In a business context, jugaad is a "frugal, flexible, and inclusive approach to problem solving and innovation." So says Professor Jaideep Prabhu, author of Jugaad Innovation: Think Frugal, Be Flexible, Generate Breakthrough Growth.
Prabhu, who is a professor at Cambridge University's Judge Business School in the UK, points to examples like SELCO India, a sustainable energy provider that sells solar panels to a network of small entrepreneurs who in turn use them to charge battery-powered lights rented to households outside the country's electricity grid. Or Tata Motor's Nano - the cheapest car in the world when it launched in 2009 at $2,000. And the ingenious electrocardiogram in a backpack, developed by GE Healthcare's Indian engineers.

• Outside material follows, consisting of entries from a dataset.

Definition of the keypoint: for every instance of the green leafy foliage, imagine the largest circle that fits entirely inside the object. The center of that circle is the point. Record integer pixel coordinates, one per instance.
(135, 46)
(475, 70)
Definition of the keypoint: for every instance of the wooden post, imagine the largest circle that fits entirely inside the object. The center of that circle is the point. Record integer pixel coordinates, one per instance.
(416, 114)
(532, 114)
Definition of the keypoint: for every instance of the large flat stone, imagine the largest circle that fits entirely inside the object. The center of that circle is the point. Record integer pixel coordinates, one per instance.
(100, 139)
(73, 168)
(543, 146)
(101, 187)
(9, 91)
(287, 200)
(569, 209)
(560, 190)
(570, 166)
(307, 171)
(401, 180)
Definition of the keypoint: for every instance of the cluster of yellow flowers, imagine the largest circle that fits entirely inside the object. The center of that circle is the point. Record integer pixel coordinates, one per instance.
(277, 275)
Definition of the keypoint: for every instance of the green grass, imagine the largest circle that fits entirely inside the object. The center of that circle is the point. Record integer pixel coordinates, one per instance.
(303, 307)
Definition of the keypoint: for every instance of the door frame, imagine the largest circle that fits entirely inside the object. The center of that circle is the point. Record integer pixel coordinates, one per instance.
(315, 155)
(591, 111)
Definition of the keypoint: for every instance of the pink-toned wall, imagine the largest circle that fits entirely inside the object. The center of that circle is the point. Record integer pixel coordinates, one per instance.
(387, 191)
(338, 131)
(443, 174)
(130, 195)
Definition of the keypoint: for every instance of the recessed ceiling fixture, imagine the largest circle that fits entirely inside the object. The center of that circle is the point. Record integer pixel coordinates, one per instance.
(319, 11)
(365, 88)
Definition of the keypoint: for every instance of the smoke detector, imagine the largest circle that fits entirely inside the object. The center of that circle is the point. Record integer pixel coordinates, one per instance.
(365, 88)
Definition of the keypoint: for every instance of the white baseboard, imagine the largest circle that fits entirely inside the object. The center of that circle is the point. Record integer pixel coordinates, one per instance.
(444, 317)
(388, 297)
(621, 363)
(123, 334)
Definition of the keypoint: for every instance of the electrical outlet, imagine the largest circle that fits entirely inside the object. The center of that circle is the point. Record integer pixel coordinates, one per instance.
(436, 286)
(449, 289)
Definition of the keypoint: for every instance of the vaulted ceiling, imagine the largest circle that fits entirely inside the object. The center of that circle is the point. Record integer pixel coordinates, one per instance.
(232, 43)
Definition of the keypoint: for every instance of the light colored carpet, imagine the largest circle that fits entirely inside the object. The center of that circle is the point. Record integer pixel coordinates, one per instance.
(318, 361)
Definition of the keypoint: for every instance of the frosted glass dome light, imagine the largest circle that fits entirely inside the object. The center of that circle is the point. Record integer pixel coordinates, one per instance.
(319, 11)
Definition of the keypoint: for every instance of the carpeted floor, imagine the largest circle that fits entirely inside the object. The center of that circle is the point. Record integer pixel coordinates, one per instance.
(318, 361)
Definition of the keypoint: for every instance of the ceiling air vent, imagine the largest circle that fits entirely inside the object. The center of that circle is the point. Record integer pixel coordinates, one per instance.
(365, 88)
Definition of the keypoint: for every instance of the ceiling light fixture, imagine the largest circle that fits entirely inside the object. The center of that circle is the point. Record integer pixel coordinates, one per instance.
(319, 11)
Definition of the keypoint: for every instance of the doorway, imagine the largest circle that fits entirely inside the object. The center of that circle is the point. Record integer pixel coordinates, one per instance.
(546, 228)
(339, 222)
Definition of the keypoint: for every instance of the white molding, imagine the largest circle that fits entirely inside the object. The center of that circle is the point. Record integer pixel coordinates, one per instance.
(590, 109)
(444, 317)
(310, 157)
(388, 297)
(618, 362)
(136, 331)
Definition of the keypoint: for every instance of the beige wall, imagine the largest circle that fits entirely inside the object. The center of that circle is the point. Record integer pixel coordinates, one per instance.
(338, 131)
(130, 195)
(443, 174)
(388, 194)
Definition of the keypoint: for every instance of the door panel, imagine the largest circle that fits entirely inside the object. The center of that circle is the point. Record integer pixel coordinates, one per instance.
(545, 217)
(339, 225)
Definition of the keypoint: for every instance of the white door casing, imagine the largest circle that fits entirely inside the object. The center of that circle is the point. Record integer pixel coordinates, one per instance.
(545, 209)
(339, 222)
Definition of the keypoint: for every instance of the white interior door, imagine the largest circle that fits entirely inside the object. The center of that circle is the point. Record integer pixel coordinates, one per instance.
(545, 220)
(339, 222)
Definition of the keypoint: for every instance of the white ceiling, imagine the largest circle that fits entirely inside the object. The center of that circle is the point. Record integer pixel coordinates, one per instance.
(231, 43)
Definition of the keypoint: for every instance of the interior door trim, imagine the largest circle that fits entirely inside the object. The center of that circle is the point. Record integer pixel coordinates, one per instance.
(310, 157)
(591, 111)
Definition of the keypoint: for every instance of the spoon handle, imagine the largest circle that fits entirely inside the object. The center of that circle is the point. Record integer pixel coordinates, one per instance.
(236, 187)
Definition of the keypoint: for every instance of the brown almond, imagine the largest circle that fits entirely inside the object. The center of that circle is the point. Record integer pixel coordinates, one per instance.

 "Jugaad is a culture, an attitude, an outcome of circumstance, but definitely not something planned. The challenge is to tap into it and channel it."
ref:http://www.thinkwithgoogle.com/articles/jugaad-innovation.html
Jugaad is old hat. It has done little for India in terms of innovation; India ranks 64th in the Global Innovation Index. In today’s globalized market place it is increasingly difficult to survive with just quick fixes or creative improvisation. Indian companies have no option but to move beyond jugaad towards a more dependable and systematic process of innovation.